Deuteronomy 21:18-21, towards the beginning of this week's Parasha Ki Tetze, contains what is known as the "Law of the Stubborn and Rebellious Son." According to this law, if a man has a stubborn and rebellious son who does not obey his parents, they can have him executed. Now if truth be told, I was a pretty good kid, but nevertheless I did go through a rebellious phase during my teenage years. I suspect that if this law were to be literally followed, few of us would survive adolescence.

It is not clear whether this law was ever implemented in Biblical times, but the rabbis placed so many conditions on it as to make it unenforceable. Among other things, the rabbis emphasized that the biblical verse has the parents tell the judge "this our son does not listen to our voice." Our voice, not our voices. So they reasoned that in order to enforce the law, the parents had to have the identical voice, not only metaphorically but literally. Unless the two parents' voices sounded identical, the law could not be enforced. And since our voice is influenced by, among other things, our body, both parents had to be the same height and weight to enforce this law. The Talmud, in Chapter 8 of Tractate Sanhedrin, tells us that a case which met the requirements of this law "never existed and never will exist." Why then was the law given? So that we could receive the merit of learning and properly interpreting it.
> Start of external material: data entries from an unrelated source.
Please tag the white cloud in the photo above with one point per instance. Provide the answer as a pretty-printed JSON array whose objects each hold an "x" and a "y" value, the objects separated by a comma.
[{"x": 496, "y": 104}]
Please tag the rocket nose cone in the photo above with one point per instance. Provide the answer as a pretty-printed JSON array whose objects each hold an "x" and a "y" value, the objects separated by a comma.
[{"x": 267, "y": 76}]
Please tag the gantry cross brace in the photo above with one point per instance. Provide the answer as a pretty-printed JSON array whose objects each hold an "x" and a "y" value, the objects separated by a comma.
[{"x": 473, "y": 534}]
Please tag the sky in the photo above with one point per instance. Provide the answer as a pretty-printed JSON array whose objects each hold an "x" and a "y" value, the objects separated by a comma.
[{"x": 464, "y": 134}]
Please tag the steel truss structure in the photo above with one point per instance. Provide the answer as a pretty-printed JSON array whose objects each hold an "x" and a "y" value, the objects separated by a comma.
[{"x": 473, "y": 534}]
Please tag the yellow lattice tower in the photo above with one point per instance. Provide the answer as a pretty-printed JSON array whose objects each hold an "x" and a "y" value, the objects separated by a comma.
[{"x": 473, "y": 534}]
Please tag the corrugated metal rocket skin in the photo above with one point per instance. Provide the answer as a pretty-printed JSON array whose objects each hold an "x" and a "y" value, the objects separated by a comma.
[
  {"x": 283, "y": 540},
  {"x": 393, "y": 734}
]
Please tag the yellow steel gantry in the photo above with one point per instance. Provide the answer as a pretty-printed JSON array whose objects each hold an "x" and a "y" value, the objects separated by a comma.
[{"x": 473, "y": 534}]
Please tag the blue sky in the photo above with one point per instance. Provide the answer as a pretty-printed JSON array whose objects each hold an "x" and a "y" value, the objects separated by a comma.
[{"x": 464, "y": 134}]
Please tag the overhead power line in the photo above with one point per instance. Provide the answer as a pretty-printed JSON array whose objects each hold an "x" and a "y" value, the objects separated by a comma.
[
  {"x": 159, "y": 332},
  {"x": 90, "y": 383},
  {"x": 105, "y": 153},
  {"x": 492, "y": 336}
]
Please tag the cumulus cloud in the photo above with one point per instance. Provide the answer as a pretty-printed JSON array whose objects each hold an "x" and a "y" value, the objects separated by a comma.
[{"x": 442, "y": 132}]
This abbreviated discussion of a complicated subject raises some questions. Is the rabbinic interpretation faithful to the biblical intent? Personally, I think not, but as my teacher Rabbi Michael Cook told us in Bible I, "Judaism is not what the Bible says; Judaism is what the Rabbis said the Bible means." It does point out the fact that one does not understand Judaism if one knows only the plain text of the Torah. The rabbis strove constantly to interpret difficult Torah texts in the most humane way possible and made the death penalty nearly impossible to implement.